Existe entre os povos balcânicos (gregos, sérvios, montenegrinos, etc.), ou árabes (sírios, libaneses, iraquianos, etc.), dominados pelos otomanos/turcos, que lutaram contra a opressão do Império Otomano, tal como fez Simón Bolívar contra o Império Espanhol na América do Sul, em inícios do século XIX. Não é por acaso que as populações que tipicamente emigraram para a América Latina dos antigos territórios otomanos são árabes cristãos ou de outras minorias da Síria / Líbano. Na Venezuela, há o caso de Tareck El Aissami, o actual Vice-Presidente para a Economia, é de ascendência síria e da minoria herética drusa — o seu pai tinha ligações ao Partido Baath do Iraque de Saddam Hussein. Para além da procura de melhores condições de vida, essas populações fugiam de perseguições religioso-políticas num império islâmico governado pelos sultões turcos/otomanos. Ironia: esse é um modelo que Erdogan admira.

5. No actual contexto político, com Nicolás Maduro a lutar desesperadamente pela sobrevivência do seu regime, Recep Tayyip Erdogan encontrou um Eldorado na Venezuela. A Turquia assegura a refinação e certificação do ouro — a qual deixou de ser efectuada na Suíça —, permitindo evadir as sanções dos EUA. Nada de (a)normal entre aliados da NATO. Em troca, em 2018, exportou para a Venezuela mais de 60 milhões de dólares em alimentos. Este abastecimento assegura a maioria dos produtos alimentares distribuídos pelo Comités Locais de Abastecimento e Produção, um programa governamental de apoio às populações mais carenciadas.
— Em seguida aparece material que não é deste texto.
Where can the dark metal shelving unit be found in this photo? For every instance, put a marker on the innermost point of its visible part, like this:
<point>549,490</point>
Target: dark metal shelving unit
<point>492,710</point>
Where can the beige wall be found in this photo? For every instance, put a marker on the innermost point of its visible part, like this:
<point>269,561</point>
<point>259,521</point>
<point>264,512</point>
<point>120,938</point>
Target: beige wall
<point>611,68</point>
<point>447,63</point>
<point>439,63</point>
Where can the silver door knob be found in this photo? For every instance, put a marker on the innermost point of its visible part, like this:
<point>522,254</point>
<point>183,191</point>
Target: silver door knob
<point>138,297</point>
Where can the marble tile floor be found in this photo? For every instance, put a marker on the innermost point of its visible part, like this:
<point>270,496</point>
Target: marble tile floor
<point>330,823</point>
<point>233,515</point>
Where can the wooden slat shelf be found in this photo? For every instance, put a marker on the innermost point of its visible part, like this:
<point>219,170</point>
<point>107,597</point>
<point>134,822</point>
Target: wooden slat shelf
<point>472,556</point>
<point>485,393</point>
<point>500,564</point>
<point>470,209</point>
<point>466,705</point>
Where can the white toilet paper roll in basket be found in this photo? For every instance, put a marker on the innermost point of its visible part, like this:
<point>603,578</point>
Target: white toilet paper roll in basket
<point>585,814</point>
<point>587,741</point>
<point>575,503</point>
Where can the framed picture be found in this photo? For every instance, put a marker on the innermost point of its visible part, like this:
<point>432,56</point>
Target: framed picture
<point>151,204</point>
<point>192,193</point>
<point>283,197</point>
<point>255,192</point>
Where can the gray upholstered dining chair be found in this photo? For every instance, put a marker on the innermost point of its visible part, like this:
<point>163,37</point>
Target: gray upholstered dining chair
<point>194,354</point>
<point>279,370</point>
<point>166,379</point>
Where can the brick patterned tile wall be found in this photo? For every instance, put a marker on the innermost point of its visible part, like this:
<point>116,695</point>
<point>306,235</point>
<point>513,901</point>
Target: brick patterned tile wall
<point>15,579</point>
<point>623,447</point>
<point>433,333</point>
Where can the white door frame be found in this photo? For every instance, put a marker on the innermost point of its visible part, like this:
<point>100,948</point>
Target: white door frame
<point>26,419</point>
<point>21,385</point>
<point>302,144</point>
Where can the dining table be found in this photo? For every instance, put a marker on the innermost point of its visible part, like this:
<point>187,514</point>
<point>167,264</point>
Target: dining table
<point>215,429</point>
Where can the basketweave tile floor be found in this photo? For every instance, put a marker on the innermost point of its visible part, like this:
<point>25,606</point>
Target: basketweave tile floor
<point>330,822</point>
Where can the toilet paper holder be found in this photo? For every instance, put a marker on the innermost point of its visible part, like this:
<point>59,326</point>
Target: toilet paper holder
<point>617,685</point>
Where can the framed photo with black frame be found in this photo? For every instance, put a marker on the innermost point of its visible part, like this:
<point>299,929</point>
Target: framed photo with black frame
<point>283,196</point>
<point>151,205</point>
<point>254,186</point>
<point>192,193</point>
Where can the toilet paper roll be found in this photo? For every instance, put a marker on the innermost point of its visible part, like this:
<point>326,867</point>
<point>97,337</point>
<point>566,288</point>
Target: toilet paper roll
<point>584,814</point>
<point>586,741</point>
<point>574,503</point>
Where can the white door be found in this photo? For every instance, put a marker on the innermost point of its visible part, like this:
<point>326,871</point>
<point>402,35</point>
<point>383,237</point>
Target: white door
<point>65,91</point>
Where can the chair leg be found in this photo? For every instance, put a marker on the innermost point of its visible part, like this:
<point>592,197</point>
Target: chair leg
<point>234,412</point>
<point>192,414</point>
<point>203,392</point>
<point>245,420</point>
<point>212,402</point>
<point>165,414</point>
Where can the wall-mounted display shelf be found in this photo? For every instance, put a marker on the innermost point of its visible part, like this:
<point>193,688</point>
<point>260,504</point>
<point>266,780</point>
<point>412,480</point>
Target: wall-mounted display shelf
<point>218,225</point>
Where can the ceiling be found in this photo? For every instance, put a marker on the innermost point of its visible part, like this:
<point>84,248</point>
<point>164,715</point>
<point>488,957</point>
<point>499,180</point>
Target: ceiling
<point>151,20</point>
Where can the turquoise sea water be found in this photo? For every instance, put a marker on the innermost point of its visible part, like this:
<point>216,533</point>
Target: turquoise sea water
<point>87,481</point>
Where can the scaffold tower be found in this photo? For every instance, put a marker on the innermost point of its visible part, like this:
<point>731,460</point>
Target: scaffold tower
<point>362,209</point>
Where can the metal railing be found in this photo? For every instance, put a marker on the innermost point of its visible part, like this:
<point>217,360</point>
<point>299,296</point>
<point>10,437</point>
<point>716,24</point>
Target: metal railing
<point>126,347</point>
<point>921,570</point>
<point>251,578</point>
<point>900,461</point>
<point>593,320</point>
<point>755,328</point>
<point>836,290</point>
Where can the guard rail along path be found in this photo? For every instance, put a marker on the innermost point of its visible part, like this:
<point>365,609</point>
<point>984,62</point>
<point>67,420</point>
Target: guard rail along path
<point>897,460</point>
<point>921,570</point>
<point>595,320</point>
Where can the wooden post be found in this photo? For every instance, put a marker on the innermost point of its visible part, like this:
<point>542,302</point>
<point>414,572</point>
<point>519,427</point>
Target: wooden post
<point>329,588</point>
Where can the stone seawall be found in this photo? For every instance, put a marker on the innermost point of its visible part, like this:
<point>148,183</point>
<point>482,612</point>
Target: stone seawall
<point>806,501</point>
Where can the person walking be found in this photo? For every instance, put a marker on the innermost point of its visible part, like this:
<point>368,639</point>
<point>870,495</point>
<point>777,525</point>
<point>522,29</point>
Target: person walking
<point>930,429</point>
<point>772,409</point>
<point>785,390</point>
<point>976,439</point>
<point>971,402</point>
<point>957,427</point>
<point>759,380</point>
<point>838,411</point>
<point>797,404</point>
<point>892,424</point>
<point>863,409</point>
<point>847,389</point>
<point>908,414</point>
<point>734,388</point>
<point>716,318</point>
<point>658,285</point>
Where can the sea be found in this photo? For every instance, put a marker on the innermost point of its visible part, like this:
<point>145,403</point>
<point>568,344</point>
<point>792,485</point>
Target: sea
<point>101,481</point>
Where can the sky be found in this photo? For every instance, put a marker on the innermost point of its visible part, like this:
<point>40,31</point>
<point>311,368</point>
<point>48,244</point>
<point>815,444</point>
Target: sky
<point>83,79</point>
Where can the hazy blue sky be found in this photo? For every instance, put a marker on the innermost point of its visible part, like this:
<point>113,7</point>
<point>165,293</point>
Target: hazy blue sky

Todavia, a ironia é que a Turquia também não produz muitos desses alimentos. Importa-os de vários outros países para depois os reexportar para a Venezuela, num negócio bastante lucrativo, claro. Ao mesmo tempo, o governo de Nicolás Maduro cedeu quatro milhões de hectares de terra para produção agrícola onde participam empresas turcas.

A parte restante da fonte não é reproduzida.